4. So, Let's Be Clear: The Porcupine Is Now To The Sea

The porcupine and his kite.

5. Walking, Walking, Walking, Walking and So Forth

The evening grew dark around the pair of foxes. They had wound their way through alleys packed with singing possums, and streets where giraffes in rumpled sportscoats bumped past them with their briefcases. They kept walking.

And now the stores rolled shut their corrugated metal lids. Crickets crawled out from the gutters and nudged at the loose change.

Why such hard feelings?

“Anyway, you must admit he’s a terrible President,” said Fox Small. ”Why does President Marcos have a rabbit as Vice President of the Foxes.”

“The Vice President? The rabbit with the eyebrows?”

“No, the rabbit with the huge sausage lips,” said Fox Small.

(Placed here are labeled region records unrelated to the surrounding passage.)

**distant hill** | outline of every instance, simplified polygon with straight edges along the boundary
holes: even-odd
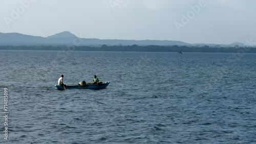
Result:
[[[48,37],[48,38],[76,38],[75,35],[68,31],[65,31],[61,33],[56,34],[52,36]]]
[[[75,42],[74,43],[74,42]],[[0,33],[0,45],[40,45],[40,44],[78,44],[79,45],[200,45],[215,46],[216,44],[189,44],[180,41],[157,40],[120,40],[120,39],[99,39],[96,38],[80,38],[70,32],[65,31],[55,35],[43,37],[24,35],[19,33]],[[245,45],[241,43],[233,43],[229,45],[219,44],[221,46],[240,46]]]

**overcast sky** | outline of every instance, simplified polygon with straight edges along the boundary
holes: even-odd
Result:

But their conversation was abruptly interupted by a freckly cat head which popped from the sky just above the sidewalk.

At least they're still in the book...

What is this about?!

Will the book finish?

Oh, come on. This is rich. More meta.

I’m not going to bother illustrating this discussion Blixy had with the foxes at this point! It’s all a bunch of conjecture. HOW can they presume to know the landscape of my family drama? I love my sister. For a long time, I worshipped her. (This is my sister Quil.)

I admit that there was a pretty painful day a few months ago and I kind of freaked out. I was laid out on the long patio chair by the pool in my mom’s backyard. I had a Dr. Pepper and a bit of german chocolate cake. I was eating with a kid fork. Everything else was in the dishwasher, that’s all they had. Three prongs.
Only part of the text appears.